Modular Input - Cannot find Cert error

[PMJeffery]

Describe the bug

Modular Input cannot find the Certificate (.crt) file after configuring Modular Input

To Reproduce Steps to reproduce the behavior:

Very stock/default OPNsense firewall deployment.
Splunk Enterprise 8.2 running on Ubuntu Server 21.04, fully patched, splunkd is running as root Splunk Enteprise 8.2 running as both SH and IDX

Was able to export the apikey.txt for the default OPNsense user.

Per documentation, the documentation notes, exporting cert file from "Navigate to System > Trust > Authorities." This section has no entries (default OPNsense deployment/config), but "System > Trust > Certificates" has the default "Web GUI TLS certificate" - exported the crt file

Navigate to /opt/splunk/etc/auth/ Created new folder "opnsense_certs" Uploaded Web+GUI+certificate.crt to that folder

Per documentation, configured Account input:

Toggling "Verify Certificate" does not change the output error.

Per documentation, configured input:

Splunk search w/ Error:

If I directly specify the file name in the certificate path, it will give an unexpected error "Length of OPNSense Host should be between 1 and 50"

Seems to be a separate bug for either form input logic or Add-on Builder bug. Will file one later once we determine where the bug actually lies - TA or Add-on Builder.

SSH as root, can cat crt file and read it. Splunk running as root as well.

Other Troubleshooting Steps

Tried changing the name of the cert file to "OPNsense.crt" just in case special characters in the default name was causing issues - did not change the error message.

Moved crt file to /opt/splunk/etc/auth, changed folder path input, same error message

Restarted splunkd between troubleshooting steps

Changed Input Interval to 300 seconds and set Logging Level to "Debug" to speed up debugging process and accuracy.

Expected behavior TA-opnsense modular input will read/see crt file.
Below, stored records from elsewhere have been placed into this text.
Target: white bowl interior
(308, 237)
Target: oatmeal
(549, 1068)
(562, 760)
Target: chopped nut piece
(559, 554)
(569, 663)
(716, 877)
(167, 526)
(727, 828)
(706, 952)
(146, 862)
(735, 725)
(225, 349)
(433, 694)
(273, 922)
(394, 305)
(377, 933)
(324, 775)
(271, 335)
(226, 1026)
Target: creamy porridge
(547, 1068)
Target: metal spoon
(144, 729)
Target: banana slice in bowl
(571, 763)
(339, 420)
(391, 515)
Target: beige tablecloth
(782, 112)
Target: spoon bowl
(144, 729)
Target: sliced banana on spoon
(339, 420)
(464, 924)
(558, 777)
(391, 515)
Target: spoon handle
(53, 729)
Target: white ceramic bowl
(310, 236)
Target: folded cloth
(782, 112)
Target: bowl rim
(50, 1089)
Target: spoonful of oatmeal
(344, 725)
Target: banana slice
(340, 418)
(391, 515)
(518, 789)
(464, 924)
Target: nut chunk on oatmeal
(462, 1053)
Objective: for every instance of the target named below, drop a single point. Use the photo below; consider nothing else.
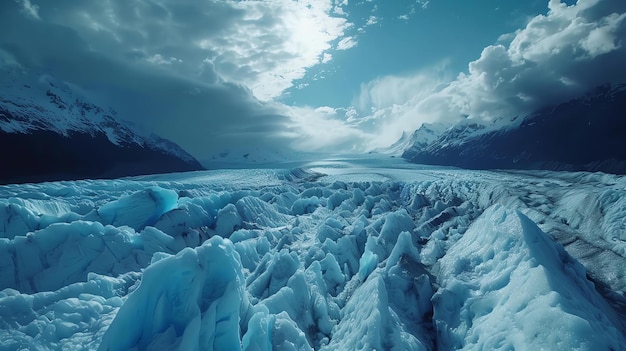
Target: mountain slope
(49, 131)
(583, 134)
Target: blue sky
(406, 37)
(315, 75)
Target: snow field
(449, 260)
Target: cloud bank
(207, 74)
(558, 56)
(196, 72)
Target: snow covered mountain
(384, 255)
(58, 133)
(583, 134)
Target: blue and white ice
(334, 256)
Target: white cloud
(347, 43)
(264, 45)
(324, 129)
(372, 20)
(157, 59)
(556, 57)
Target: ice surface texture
(402, 259)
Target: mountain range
(584, 134)
(50, 130)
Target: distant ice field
(348, 253)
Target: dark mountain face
(49, 132)
(584, 134)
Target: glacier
(370, 253)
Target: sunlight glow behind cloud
(209, 75)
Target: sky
(316, 75)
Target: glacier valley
(342, 254)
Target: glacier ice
(355, 256)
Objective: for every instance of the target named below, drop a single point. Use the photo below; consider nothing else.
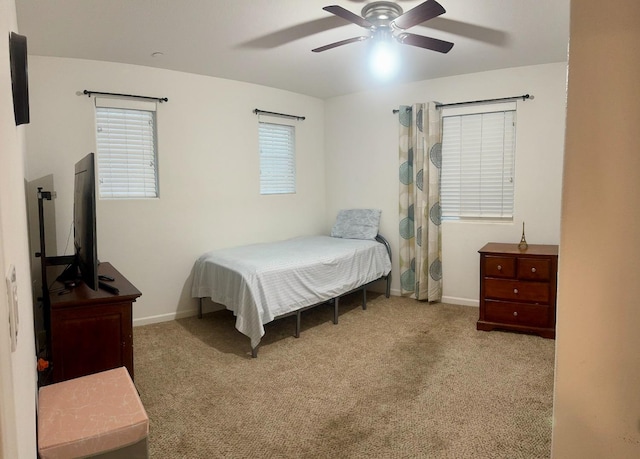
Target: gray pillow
(357, 224)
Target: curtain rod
(257, 111)
(484, 101)
(159, 99)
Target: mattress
(260, 282)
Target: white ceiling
(269, 42)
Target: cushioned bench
(99, 415)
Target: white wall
(208, 171)
(17, 369)
(597, 390)
(362, 163)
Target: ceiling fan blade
(348, 15)
(423, 12)
(421, 41)
(339, 43)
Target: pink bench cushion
(89, 415)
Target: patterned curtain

Screenshots If applicable, add screenshots to help explain your problem.

Version (please complete the following information):

• Splunk Version: 8.2.0
• OPNsense Version: 21.1.5-amd64
• OPNsense Plugin Version: N/A
• TA-opnsense Version: 1.4.1

Additional context Am Splunk Employee, if you want to reach out to me directly - mjeffery

[ZachChristensen28]

It looks like you are using an absolute path to the certificate file. Have you tried to use the relative path from $SPLUNK_HOME/etc/auth? For example, if you created a new directory in ../etc/auth called opnsense_certs and placed the certificate file in that directory called OPNsense.crt, then the value you would place in the modular input would be opnsense_certs/OPNsense.crt.

[ZachChristensen28]

In the next release I will add the ability to use absolute paths.

[PMJeffery]

I tried the relative path: https://user-images.githubusercontent.com/20860518/120081603-7ffa5a00-c08c-11eb-98e4-ca40ffc04755.png

Sorry, I blasted this with so many screenshots.

I figured the absolute path wouldn't work.

As for the cert file, I'm assuming I did it right in terms of exporting the default crt file.

Did you use the default one or did you create a new one or import a cert from someplace like Let's Encrypt?

[ZachChristensen28]

No worries! The screenshots are helpful! And thanks for your patience.

The screenshot you linked to this issue shows the absolute path of /opt/splunk/etc/auth/opnsense_certs. If your certificate is located in /opt/splunk/etc/auth/opnsense_certs, just specify opnsense_certs/<name_of_cert> for the parameter.

Example: opnsense_certs/OPNsense.crt

Not the full path of: /opt/splunk/etc/auth/opnsense_certs/OPNsense.crt

Let me know if that works.

The full path is not needed here. Next version will allow for the full path.

[PMJeffery]

I got the paths correctly in now and I am using the default/stock self-signed cert that comes with OPNsense. The original error message is gone, but now it says:

Max retries exceeded with url: /api/core/firmware/info (Caused by SSLError(SSLCertVerificationError(1, '[SSL: CERTIFICATE_VERIFY_FAILED] certificate verify failed: unable to get local issuer certificate (_ssl.c:1106)')))"

Turning off "Verify Certificate" does not change that error message.

[ZachChristensen28]

Thanks for also pointing this out. The first problem is that the "Verify Certificate" checkbox is broken in the code. I'll fix that right away -> issue #47.

I will also update the documentation to explain that a valid CA (Certificate Authority) certificate will be needed for certificate verification and not the full web certificate. I don't believe the default self-signed OPNsense web cert used a CA to sign the cert. This means the default cert won't be able to use certificate verification and only new certificates created with a trusted CA can be used.

[PMJeffery]

I was able to fix the python code per your email so that the default/stock cert will work. The "Verify Certificate" is unchecked, default cert is uploaded to the auth folder on my HF and it works as intended. I don't see a reason not to include a statement in your documentation that the default cert will work.